Museum Object Number: 29-69-2

As early as 1924 the art historian Ananda K. Coomaraswamy recognized the importance of the Penn Museum’s Brahmā sculpture, now on display at the Philadelphia Museum of Art. Dating to central peninsular India’s Later Cālukyan period (10th–12th centuries CE), it is known primarily for the inscription on its base identifying its maker and noting his connection to the Mallikārjuna temple (built by his architect father) at Kuruvatti in the modern state of Karnataka. Since the sculpture’s early publication, scholars have presumed it was created for this temple. But was this the case?

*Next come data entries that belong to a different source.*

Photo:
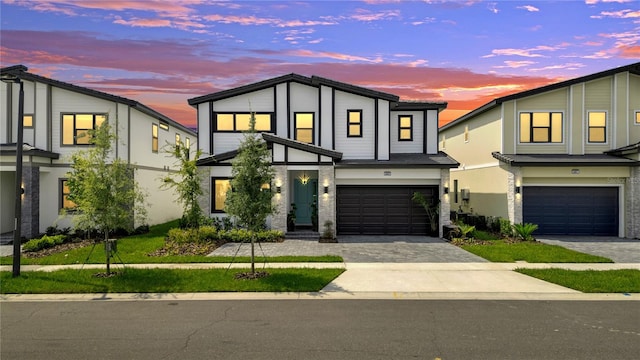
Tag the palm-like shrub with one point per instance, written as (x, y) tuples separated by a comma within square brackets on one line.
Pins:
[(525, 231)]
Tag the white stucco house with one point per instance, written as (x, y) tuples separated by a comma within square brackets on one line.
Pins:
[(55, 115), (565, 156), (354, 154)]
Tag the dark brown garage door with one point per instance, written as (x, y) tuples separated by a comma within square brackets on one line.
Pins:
[(382, 210), (571, 210)]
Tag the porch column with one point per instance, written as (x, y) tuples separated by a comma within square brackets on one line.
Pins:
[(280, 201), (327, 203), (514, 201), (445, 204)]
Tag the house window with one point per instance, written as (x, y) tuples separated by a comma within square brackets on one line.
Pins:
[(65, 203), (27, 121), (241, 121), (541, 127), (597, 126), (354, 123), (220, 187), (405, 130), (154, 137), (304, 127), (75, 127)]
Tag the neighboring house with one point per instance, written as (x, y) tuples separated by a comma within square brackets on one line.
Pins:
[(563, 156), (351, 155), (56, 116)]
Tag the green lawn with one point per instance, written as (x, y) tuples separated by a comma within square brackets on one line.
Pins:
[(532, 252), (590, 281), (164, 281), (135, 250)]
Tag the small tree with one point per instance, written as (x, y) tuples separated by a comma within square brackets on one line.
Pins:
[(106, 195), (187, 183), (249, 200)]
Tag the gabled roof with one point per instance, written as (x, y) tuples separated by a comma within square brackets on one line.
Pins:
[(20, 71), (563, 160), (273, 139), (315, 81), (403, 160), (632, 68)]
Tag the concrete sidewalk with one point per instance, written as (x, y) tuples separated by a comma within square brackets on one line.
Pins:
[(380, 281)]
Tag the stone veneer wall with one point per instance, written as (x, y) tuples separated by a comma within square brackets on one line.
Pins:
[(327, 202), (632, 204), (445, 205)]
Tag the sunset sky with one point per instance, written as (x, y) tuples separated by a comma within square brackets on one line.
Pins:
[(163, 52)]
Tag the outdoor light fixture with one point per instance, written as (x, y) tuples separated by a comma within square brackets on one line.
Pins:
[(17, 236)]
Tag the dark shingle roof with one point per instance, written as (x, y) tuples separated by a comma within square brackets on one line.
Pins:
[(21, 72), (632, 68), (563, 160)]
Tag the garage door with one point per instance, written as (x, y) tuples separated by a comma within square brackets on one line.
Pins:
[(571, 210), (381, 210)]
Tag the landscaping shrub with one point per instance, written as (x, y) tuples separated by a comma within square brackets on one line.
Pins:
[(44, 242)]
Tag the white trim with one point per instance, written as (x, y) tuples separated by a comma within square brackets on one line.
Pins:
[(607, 125), (621, 202), (475, 167)]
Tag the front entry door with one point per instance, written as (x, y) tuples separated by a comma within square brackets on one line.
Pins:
[(304, 197)]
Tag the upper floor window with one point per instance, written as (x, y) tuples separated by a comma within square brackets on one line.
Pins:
[(27, 120), (240, 121), (304, 127), (65, 203), (405, 130), (154, 137), (220, 188), (597, 124), (75, 127), (354, 123), (541, 127)]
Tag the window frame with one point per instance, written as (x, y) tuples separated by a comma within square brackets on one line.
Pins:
[(350, 123), (155, 138), (400, 127), (312, 128), (549, 128), (214, 126), (75, 129), (213, 194), (62, 196), (589, 127)]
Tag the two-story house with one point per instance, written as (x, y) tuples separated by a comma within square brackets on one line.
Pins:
[(56, 116), (351, 155), (563, 156)]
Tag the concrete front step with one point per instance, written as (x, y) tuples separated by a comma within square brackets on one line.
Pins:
[(302, 235)]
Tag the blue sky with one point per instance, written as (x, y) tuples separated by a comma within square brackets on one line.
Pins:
[(464, 52)]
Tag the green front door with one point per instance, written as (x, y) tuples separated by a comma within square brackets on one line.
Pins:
[(304, 196)]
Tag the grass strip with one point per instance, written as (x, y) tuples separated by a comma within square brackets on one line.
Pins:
[(531, 252), (590, 281), (70, 281)]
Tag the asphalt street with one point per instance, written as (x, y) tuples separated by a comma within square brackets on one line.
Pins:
[(320, 329)]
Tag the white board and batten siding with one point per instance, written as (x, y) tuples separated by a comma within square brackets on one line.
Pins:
[(354, 147)]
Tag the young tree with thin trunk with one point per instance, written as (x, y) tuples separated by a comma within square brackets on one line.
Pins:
[(104, 190), (187, 184), (249, 199)]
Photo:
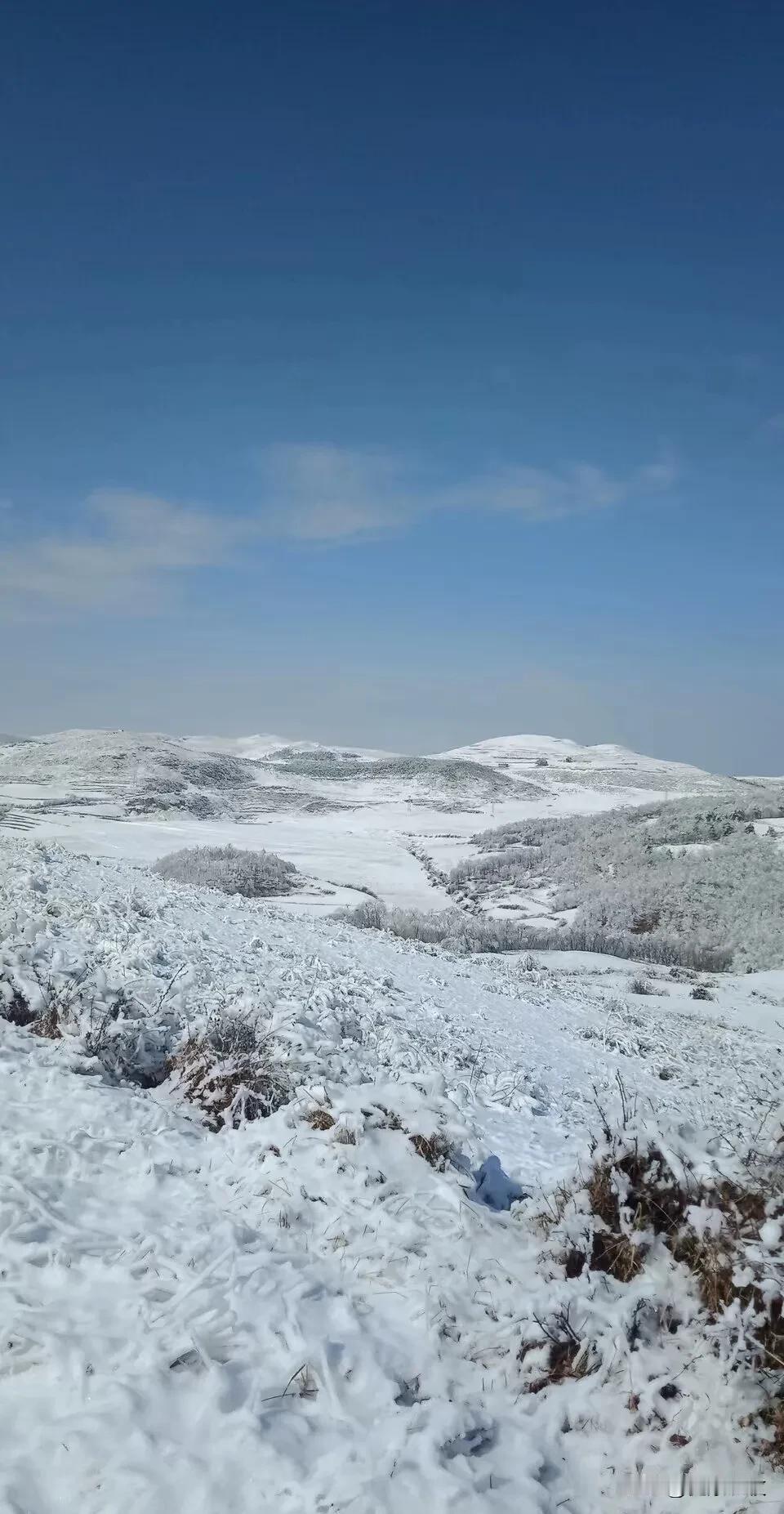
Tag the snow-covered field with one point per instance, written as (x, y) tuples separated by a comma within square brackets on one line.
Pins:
[(301, 1311)]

Approximately 170 cm tall, 77 cm wide, and 25 cm thick, the Brahmā is carved from a single slab of dark green chloritic or magnesian schist. Such fine-grained, soft metamorphic stones became the medium of choice of Karnataka’s artisans from the 11th to the 14th centuries, driving an aesthetic revolution in both sculpture and architecture. Brahmā and two diminutive flanking attendants—the goddesses Sārasvatī and Savitrī—stand on a base with two projecting faces, the central one of which bears the prominent inscription. An elaborate ornamental archway, or prabhāvali, springs from columns behind the attendants and encircles the principal figure. Although generally quite well-preserved, the sculpture has lost major portions of three of Brahmā’s four arms and several of the more delicate elements ornamenting the central figure and its surround.

Kuruvatti

map_india
Modern Karnataka corresponds roughly to the areas controlled by the Later Calukyās of Kalyāna.

The Brahmā is perfectly suited stylistically to the temple mentioned in its inscription, the Mallikārjuna at Kuruvatti. Actually fitting the image— physically and ritually—into this temple, however, proves nearly impossible. Unlike the collection of disparate images currently found in the temple’s common spaces, the Brahmā would have held a place of ritual distinction if it had been created for this temple. But it is much too large to fit in one of the temple’s exterior niches or in the three cells (which are vertically partitioned by stone shelves) that radiate off the sanctum, or garbhagṛha. The only place where the Brahmā could have been accommodated is in the sanctum proper, where the large Śiva linga and its pedestal currently stand. This possibility also has its own problems.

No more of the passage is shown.